Die am Lac des Taillères ausstellenden Künstler sind: Corey Arnold (USA), Michael Benson (USA), Edward Burtynsky (Kanada), Scott Canarroe (Kanada), Peter Funch (Dänemark), Noémie Goudal (Frankreich), Richard Mosse (Irland), Simon Norfolk (Nigeria), Norfolk + Thymann (Nigeria), Christopher Parsons (Grossbritannien), Toby Smith und Klaus Thymann, der Initiant der Bewegung «Project Pressure».

 

Der Engländer Toby Smith hat das armenische Hochland und die Lebensweise der Einheimischen dokumentiert. Die Hyrologie der Region hängt zu einem grossen Teil von den Gletschern des erloschenen Vulkans Aragaz ab.

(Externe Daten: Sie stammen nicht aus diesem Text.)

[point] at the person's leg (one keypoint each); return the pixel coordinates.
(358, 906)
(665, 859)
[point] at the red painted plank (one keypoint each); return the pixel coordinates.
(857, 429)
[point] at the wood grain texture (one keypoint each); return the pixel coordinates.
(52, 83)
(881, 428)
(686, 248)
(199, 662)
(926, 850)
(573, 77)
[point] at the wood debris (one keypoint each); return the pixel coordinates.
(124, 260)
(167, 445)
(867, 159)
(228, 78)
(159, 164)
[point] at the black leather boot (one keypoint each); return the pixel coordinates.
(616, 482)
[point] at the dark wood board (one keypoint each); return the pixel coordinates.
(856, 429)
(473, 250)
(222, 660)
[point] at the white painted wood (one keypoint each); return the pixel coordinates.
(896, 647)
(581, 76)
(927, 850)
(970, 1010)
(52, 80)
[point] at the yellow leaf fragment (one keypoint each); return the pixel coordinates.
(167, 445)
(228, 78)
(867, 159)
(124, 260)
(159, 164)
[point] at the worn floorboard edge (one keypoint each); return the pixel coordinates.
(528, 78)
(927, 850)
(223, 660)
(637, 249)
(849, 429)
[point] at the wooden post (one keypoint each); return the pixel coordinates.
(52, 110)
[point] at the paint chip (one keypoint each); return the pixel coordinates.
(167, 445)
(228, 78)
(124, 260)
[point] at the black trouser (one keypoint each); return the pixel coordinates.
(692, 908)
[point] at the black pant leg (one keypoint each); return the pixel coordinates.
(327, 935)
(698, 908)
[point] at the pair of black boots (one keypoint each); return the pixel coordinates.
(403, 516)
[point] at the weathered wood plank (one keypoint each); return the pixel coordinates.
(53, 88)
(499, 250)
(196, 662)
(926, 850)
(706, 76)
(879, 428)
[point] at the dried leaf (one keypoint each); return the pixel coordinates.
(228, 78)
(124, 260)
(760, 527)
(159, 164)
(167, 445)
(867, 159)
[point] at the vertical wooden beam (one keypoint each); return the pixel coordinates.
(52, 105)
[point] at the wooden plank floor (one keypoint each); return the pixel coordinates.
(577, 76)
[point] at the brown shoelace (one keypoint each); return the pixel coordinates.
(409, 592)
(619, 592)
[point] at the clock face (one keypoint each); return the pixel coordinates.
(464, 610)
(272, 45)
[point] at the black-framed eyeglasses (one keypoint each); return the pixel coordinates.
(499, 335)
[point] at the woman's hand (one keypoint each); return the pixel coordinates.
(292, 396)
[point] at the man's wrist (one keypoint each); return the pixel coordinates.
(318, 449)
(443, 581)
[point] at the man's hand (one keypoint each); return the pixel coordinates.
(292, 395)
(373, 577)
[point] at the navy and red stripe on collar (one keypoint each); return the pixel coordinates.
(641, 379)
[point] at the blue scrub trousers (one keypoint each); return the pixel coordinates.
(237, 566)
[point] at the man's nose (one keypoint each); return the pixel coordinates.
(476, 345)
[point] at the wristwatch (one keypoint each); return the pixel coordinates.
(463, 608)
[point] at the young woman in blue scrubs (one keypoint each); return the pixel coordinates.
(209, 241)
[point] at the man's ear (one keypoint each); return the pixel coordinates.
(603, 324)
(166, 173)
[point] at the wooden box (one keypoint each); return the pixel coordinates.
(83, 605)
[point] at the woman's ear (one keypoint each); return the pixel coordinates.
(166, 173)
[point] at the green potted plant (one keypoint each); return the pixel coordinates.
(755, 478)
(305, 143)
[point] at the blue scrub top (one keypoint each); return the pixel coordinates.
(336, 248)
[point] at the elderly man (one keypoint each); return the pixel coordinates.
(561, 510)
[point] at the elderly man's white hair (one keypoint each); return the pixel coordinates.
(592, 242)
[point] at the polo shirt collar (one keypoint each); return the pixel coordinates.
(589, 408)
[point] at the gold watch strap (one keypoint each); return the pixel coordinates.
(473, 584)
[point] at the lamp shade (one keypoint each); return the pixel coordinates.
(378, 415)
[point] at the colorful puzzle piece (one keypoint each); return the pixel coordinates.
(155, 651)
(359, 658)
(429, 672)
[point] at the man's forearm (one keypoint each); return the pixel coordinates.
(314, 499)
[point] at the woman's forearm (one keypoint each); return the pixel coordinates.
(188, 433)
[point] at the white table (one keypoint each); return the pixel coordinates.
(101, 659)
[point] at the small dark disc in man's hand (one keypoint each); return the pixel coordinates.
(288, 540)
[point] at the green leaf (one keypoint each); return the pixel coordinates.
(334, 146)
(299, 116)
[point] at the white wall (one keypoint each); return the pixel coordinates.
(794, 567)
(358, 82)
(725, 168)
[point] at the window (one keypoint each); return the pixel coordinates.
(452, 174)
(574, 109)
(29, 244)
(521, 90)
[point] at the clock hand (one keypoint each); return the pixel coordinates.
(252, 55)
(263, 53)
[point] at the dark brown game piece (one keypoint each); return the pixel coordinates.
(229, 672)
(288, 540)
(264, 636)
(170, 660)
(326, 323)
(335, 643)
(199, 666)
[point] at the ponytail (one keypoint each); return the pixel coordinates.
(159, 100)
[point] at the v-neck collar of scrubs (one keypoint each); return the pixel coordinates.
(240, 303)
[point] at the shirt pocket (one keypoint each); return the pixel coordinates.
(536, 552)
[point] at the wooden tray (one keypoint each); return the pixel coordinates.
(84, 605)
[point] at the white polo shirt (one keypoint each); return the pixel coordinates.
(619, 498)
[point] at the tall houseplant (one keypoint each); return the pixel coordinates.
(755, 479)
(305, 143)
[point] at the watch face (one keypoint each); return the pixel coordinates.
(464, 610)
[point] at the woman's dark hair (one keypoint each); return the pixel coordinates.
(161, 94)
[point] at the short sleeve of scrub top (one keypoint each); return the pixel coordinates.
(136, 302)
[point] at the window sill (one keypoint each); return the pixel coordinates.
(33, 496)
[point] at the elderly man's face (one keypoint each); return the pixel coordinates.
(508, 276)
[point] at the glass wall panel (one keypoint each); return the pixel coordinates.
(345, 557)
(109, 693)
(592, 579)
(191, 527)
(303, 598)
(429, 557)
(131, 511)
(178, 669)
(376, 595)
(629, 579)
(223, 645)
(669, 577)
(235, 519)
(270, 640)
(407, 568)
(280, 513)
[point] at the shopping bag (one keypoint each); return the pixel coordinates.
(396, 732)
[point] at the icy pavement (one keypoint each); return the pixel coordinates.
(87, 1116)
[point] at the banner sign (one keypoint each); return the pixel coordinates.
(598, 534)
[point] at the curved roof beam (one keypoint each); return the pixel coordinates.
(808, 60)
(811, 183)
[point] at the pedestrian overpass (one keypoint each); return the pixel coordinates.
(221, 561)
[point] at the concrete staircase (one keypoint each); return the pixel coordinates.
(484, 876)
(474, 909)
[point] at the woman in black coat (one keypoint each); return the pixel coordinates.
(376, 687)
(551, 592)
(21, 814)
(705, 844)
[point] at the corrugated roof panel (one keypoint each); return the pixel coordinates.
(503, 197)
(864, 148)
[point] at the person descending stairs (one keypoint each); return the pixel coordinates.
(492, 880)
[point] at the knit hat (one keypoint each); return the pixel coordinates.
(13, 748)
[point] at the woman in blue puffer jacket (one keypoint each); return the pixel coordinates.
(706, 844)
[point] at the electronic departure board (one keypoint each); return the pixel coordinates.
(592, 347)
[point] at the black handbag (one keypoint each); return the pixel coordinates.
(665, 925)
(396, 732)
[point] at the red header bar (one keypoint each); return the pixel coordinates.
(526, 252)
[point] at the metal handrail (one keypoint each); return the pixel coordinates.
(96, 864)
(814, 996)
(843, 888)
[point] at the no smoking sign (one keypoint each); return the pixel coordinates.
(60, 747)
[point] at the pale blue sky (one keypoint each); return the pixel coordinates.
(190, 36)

Das diesjährige Fotofestival «Alt. +1000» ist den Spuren des Menschen in den Bergen gewidmet und zeigt eindrückliche Werke von rund 80 schweizerischen und internationalen Fotokünstlern, die sich seit Jahren mit diesem Thema befassen. Sie wollen mit ihren Bildern nicht nur eine Bestandesaufnahme zeigen, sondern die Fotos sollen uns die menschgemachten Veränderungen in den Bergen vor Augen führen, die uns einerseits Erholung und Abwechslung bieten, anderseits jedoch auch eine Gefahr darstellen, wenn wir die Warnsignale der Natur nicht beachten. Das Fotofestival und die vielfältigen Arbeiten dieser Fotografen weisen eindrücklich auf diese Veränderungen in der Bergwelt hin.

 

Der Däne Peter Funch sammelt historische Postkarten, um sie mit dem heutigen Zustand der Gletscher zu vergleichen. Mit der Technik der Farbtontrennung will er die menschliche Einwirkung auf die Landschaft versinnbildlichen.

Text und Fotos: Urs Tillmanns

Praktische Informationen:

Musée des Beaux-Arts in Le Locle
Ausstellungen bis 13. Oktober 2019
geöffnet Mittwoch bis Sonntag, 11-17 Uhr
Eintritt CHF 8.-

Grand-Cachot-de-Vent in La Chaux-du-Milieu
Ausstellungen nur bis 22. September 2019
geöffnet Montag bis Sonntag, 10-17 Uhr
Eintriff frei

Lac des Taillères in La Brévine
Ausstellungen nur bis 22. September 2019
freier Zugang

Das Buch zur Ausstellung:
«Berge – das Magnum Archiv»
Texte von Nathalie Herschdorfer und Pietro Giglio
Hardcover, 240 Seiten, Format 24,0 x 30,0 cm,
180 farbige Abbildungen, 50 s/w Abbildungen
Prestel-Verlag, Randomhouse
ISBN: 978-3-7913-8585-3
Preis: CHF 65.00 / EUR 48,00 [D] inkl. MwSt.